Qué NO hacer con poco tiempo

  • Releer el temario completo «para tener una visión general». Consume el tiempo que necesitas para recuperar y genera una falsa sensación de dominio.
  • Subrayar o hacer resúmenes bonitos. Pasar el texto de un formato a otro no es recordarlo. Si haces algo con el texto, que sea convertirlo en preguntas.
  • Trasnochar. El sueño consolida lo estudiado; sin él, parte de lo aprendido hoy no estará disponible mañana.
  • Empezar temas nuevos la última noche. Lo que no has visto en 72 horas no va a entrar en dos. Asegura lo que ya tienes.
  • Estudiar con el móvil al lado. Cada interrupción cuesta minutos de reenganche que hoy no tienes. Modo avión y un temporizador; la técnica Pomodoro ayuda a sostener el ritmo.

Cómo tener las fichas listas en minutos, no en horas

El mayor coste de este plan es convertir el material en fichas cuando el reloj corre. NoteFren toma tus apuntes, fotos o PDF y propone fichas en formato pregunta-respuesta que revisas antes de guardar; después repasas con repetición espaciada y ves de un vistazo cuáles sigues fallando. Funciona en el navegador y en iPhone/iPad, así que la vuelta de la mañana del examen puede hacerse de camino. Sube el tema prioritario al conversor de PDF a fichas y empieza la primera vuelta.

Y si la presión de las últimas horas te bloquea más que el temario, lee nuestra guía sobre cómo superar la ansiedad ante exámenes: memorizar rápido sirve de poco si no puedes recuperarlo en la sala.

Preguntas frecuentes (FAQ)

¿Es mejor dormir o estudiar toda la noche antes del examen?
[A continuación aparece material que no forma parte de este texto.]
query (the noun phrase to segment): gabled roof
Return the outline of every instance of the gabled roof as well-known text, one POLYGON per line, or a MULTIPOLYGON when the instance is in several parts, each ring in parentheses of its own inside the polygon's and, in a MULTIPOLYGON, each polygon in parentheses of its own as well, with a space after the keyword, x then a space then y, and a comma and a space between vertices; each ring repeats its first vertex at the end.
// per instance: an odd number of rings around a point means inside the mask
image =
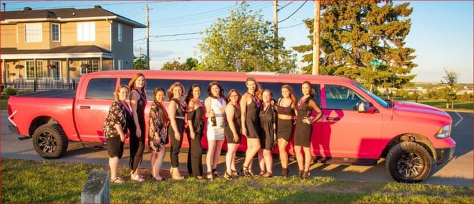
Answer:
POLYGON ((103 9, 99 5, 88 9, 61 8, 34 10, 25 8, 21 11, 2 12, 1 17, 1 24, 14 24, 18 22, 113 20, 136 28, 147 27, 145 25, 103 9))

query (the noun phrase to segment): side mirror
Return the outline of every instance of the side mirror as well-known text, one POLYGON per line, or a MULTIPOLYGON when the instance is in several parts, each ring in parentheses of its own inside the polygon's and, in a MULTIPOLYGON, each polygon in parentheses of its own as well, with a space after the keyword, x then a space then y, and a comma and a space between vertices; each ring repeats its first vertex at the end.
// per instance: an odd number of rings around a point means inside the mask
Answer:
POLYGON ((365 101, 357 104, 357 111, 359 113, 374 113, 376 112, 376 109, 372 103, 365 101))

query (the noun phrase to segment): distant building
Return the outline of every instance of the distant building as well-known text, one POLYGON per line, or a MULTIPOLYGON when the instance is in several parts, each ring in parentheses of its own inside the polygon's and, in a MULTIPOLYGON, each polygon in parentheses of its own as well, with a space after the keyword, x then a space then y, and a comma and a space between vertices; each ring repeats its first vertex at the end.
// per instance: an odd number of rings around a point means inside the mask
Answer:
POLYGON ((95 5, 1 12, 1 72, 8 80, 69 80, 132 69, 133 29, 146 25, 95 5))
Dormir. La memoria se consolida durante el sueño, y una noche sin dormir empeora la atención y la capacidad de recuperar lo que estudiaste. Si tienes que elegir entre dos horas más de estudio y dos horas más de sueño la noche anterior, elige el sueño.

¿Cuánto puedo memorizar de verdad en 24 horas?

Bastante, si te limitas a lo esencial. En un día realista caben entre 100 y 200 fichas nuevas repasadas varias veces. No cabe un temario completo, así que la decisión clave es qué dejar fuera.

¿Sirve releer los apuntes si no tengo tiempo de hacer fichas?

Sirve menos de lo que parece. Una alternativa rápida sin fichas es cerrar el apunte después de cada página y escribir de memoria lo que recuerdas, luego comparar. Tarda un poco más que releer, pero retiene mucho más.

¿Qué hago la última hora antes del examen?

Repasa solo las fichas que más fallaste, come algo ligero y deja de estudiar 15 o 20 minutos antes. Entrar en el examen con la cabeza saturada de material nuevo suele empeorar el rendimiento.

¿Y si me bloqueo en el examen?

Pasa a otra pregunta y vuelve después. La recuperación mejora cuando bajas la presión. Si tiendes a bloquearte, prepara además una rutina corta de respiración; tenemos una guía sobre ansiedad ante exámenes con ejercicios concretos.